Burty 52; Delteil 38 third state (of eight); Schneiderman 45 third state (of nine)
watermark
CONTRIBUTIONS DIRECTES
provenance
Émile Galichon (1829-1875), Paris (Lugt 856; cf. also Lugt 1058f, which mentions his posthumous 1875 sale of Meryon.)
his sale, Paris (expert Clément), May 10-14, 1875
Phillipe Burty (1830-1890), Paris (Lugt 413; cf. the entry Lugt 2071 which mentions the sales of Burty’s collection)
his sale, Sotheby’s, London, April 27ff., 1876
possibly Francis Seymour Haden, London and Arlesford (cf. Lugt 1227 et al.; not stamped but annotated in pencil verso “Haden”)

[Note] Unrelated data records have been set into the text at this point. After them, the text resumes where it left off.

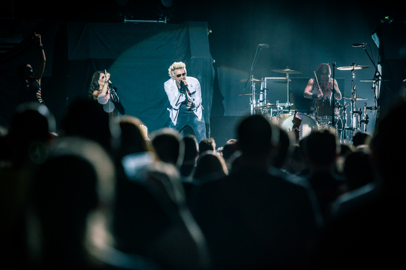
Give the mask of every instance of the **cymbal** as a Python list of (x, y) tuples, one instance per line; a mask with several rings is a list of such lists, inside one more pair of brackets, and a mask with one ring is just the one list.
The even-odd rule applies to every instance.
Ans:
[[(246, 79), (246, 80), (240, 80), (240, 82), (247, 82), (247, 80)], [(249, 79), (249, 80), (248, 80), (248, 81), (253, 81), (254, 82), (266, 82), (266, 81), (262, 81), (262, 80), (257, 80), (256, 79)]]
[(272, 71), (277, 72), (279, 73), (288, 73), (289, 74), (301, 74), (301, 72), (297, 70), (292, 70), (289, 68), (285, 68), (285, 69), (271, 69)]
[[(375, 82), (376, 80), (372, 79), (372, 80), (365, 80), (363, 81), (360, 81), (360, 82)], [(389, 80), (380, 80), (380, 82), (390, 82), (391, 81)]]
[(254, 109), (256, 109), (257, 110), (260, 110), (261, 109), (264, 109), (265, 108), (268, 108), (269, 107), (272, 107), (273, 106), (275, 106), (275, 104), (270, 104), (270, 103), (266, 103), (265, 105), (263, 105), (262, 106), (257, 106)]
[(292, 80), (290, 79), (287, 79), (285, 78), (285, 80), (282, 80), (281, 81), (275, 81), (274, 82), (271, 82), (271, 83), (276, 83), (277, 84), (287, 84), (288, 82), (292, 82)]
[[(345, 98), (346, 99), (352, 99), (352, 98), (351, 97), (343, 97), (343, 98)], [(366, 100), (367, 99), (366, 98), (361, 98), (361, 97), (357, 97), (357, 98), (355, 98), (355, 99), (357, 100)]]
[(363, 68), (368, 68), (369, 66), (359, 66), (358, 65), (352, 65), (348, 66), (341, 66), (337, 67), (339, 70), (352, 70), (353, 69), (362, 69)]

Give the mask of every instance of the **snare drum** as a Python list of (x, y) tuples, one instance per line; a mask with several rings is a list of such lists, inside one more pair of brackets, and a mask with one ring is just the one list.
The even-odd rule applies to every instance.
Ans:
[[(338, 114), (336, 103), (334, 104), (334, 115)], [(333, 120), (332, 107), (329, 101), (318, 101), (316, 103), (316, 118), (321, 121), (332, 121)]]
[[(299, 138), (301, 139), (308, 136), (313, 130), (318, 130), (319, 127), (316, 124), (316, 120), (312, 117), (310, 117), (304, 113), (299, 113), (296, 114), (296, 117), (301, 119), (301, 124), (299, 127), (300, 131), (299, 132)], [(284, 130), (289, 132), (292, 130), (293, 127), (293, 123), (292, 122), (294, 115), (290, 115), (286, 118), (282, 122), (281, 128)]]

Lugt refers to the sale (April 27 ff., Paris) of Burty’s first state impression of L’Abside; this is incorrect since the first state is unique (it is in the National Gallery, with an extensive provenance not including Burty); quite certainly Lugt is referring to our impression (which is also incorrectly noted as a first state in pencil on the recto, lower left). (Lugt: Dans cette vente figurait son œuvre exceptionnel de Meryon, 217 pièces en états variés, dont nous citons : L’Abside de Notre-Dame, 1r ét. £ 17….)
Phillipe Burty was an eminent art critic and collector; he was among the first to recognize the genius of Meryon, and wrote the first catalogue raisonne of his work.
Burty wrote of L’Abside: “The view of Notre-Dame…is a magisterial sight. The church of Notre Dame seems to have exerted a great attraction on the dreamy spirit of the artist. It has dictated to a poet [Victor Hugo] one of the beautiful books of our generation; it has inspired in Meryon his most beautiful plate.”